The boys are settled into math this morning, one on the couch and one on the loveseat. Settled may be a generous description, as we’re struggling a bit to return to the routine of structured learning. In other words, we’re struggling with math.
I’ll do the problems, but I’m not checking them.
That’s Carter’s statement this morning, as we look at the pages he is to complete. Grumble. Sigh. Pick at a toenail. Grumble. Draw dragon pictures in the white spaces on the page. Sigh.
I’ll do the problems, but I’m not checking them, he repeats, just to make sure I’ve understood the line he’s drawing in this morning’s mathematical sand.
I think, as I brush my teeth and plan what I will fix for supper and decide whether or not to bake muffins and make the bed and make a phone call… I think as I do all these things about the lines I draw.
I’ll do this, but not that.
These are the little bargains I make – with my husband, with my children, with God, with church, with myself.
It’s how I keep a little bit of control over whatever it is I’ve decided (or been told) I need to do.
It’s not a bad thing, I suppose, in many situations. I don’t mind if Carter doesn’t check his math problems. I don’t mind him finding ways to feel in control in difficult situations.
Except that, we don’t always. We don’t have control, a lot of the time, and while it might feel good to draw a line, sometimes you can’t.
Today is September 11, 2013, and twelve years ago a line was crossed.

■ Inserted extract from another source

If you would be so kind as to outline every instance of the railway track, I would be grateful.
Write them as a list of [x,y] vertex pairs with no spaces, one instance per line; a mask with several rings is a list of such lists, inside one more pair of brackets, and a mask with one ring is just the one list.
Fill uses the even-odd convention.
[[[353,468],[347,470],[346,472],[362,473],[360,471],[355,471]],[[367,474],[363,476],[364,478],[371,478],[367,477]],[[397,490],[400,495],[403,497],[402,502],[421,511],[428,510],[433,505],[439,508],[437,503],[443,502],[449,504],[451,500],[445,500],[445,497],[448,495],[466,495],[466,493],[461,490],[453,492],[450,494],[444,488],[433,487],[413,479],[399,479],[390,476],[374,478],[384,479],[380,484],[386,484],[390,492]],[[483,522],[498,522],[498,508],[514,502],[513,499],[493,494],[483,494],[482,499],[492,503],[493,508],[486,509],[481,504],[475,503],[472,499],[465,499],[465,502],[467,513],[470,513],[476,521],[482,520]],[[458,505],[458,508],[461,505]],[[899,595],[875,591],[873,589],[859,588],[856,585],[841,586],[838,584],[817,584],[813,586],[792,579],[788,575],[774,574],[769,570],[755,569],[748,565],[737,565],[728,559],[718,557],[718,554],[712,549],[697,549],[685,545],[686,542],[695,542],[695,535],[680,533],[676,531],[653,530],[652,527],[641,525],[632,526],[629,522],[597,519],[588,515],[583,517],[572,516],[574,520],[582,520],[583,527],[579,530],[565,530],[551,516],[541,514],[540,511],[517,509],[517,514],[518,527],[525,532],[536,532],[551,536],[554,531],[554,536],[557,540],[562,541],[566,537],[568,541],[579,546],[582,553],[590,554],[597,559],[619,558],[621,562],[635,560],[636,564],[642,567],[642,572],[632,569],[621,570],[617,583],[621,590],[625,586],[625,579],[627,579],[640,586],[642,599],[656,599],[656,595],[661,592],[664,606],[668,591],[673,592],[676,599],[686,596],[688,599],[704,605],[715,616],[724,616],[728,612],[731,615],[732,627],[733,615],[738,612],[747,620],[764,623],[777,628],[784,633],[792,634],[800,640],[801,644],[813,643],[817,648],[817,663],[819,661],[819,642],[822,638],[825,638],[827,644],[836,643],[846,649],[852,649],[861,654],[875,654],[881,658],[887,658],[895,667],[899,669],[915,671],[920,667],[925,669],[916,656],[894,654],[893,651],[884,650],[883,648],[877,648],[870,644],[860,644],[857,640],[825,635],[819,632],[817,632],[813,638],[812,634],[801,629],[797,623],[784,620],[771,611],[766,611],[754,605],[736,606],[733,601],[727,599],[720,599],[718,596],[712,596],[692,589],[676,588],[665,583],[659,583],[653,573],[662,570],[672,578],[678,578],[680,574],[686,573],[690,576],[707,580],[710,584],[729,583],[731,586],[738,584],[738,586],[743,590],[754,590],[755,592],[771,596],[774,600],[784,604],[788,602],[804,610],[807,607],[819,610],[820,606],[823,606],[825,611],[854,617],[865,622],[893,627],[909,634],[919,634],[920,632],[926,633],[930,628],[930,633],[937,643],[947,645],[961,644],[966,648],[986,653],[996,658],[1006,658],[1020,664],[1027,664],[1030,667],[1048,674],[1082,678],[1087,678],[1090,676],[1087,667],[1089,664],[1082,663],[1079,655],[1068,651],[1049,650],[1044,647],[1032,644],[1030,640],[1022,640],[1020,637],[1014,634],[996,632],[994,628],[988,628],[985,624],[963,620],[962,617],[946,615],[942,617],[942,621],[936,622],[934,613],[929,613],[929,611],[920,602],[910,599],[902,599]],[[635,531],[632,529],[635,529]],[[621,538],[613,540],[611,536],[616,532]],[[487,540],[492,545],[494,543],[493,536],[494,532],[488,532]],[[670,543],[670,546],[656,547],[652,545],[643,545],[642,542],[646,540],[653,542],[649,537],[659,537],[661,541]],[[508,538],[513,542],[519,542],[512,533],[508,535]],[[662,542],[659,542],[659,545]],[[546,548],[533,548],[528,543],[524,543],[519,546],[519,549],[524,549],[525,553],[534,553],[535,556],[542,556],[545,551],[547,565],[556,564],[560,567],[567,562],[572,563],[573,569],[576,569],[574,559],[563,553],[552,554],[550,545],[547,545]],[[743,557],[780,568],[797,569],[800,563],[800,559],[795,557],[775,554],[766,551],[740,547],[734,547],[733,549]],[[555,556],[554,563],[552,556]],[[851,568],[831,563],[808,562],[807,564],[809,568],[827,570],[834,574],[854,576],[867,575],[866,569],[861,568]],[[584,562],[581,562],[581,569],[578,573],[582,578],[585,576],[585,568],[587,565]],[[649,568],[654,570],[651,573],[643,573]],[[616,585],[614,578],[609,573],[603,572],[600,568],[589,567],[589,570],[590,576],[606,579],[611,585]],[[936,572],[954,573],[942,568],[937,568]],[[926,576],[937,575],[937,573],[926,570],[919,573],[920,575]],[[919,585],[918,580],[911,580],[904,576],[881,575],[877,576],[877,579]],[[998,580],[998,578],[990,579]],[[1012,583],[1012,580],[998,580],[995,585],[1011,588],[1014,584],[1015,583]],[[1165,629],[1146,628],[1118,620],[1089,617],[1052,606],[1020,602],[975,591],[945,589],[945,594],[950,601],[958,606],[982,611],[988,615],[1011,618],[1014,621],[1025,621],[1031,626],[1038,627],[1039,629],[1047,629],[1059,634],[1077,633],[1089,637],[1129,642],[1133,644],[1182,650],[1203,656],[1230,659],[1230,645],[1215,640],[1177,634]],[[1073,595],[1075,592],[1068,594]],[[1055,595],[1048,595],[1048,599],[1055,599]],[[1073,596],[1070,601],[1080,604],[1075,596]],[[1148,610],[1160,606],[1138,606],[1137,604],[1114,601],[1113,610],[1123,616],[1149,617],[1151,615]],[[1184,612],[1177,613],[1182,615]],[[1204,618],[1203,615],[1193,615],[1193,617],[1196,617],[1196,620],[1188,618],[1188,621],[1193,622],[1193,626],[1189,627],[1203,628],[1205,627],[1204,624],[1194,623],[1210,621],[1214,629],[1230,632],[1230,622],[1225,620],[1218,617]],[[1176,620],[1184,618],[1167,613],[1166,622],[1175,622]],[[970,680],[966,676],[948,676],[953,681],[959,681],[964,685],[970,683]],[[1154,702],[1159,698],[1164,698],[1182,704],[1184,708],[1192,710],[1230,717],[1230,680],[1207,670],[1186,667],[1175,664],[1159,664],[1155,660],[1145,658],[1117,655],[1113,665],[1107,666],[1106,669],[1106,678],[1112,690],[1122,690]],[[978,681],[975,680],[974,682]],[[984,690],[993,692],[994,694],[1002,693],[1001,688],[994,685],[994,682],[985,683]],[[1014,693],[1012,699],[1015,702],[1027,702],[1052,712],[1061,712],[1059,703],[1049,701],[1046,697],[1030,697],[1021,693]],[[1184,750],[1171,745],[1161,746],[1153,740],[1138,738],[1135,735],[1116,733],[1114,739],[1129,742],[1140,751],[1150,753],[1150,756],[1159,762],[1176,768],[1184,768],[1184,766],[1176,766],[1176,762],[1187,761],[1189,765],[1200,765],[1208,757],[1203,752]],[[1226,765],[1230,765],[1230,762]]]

Today, on the anniversary of that day that changed so much and affected so many people, we’re doing math in our living room. Today, social media will be awash with memorials and tributes and flags and commentary, and there will be political discussions and people will find things to disagree about. But in our home, in our living room, we are doing math. Carter is doing his work, in peace, and his only concern is how many pages he has to complete, and I’m incredibly and selfishly thankful for that.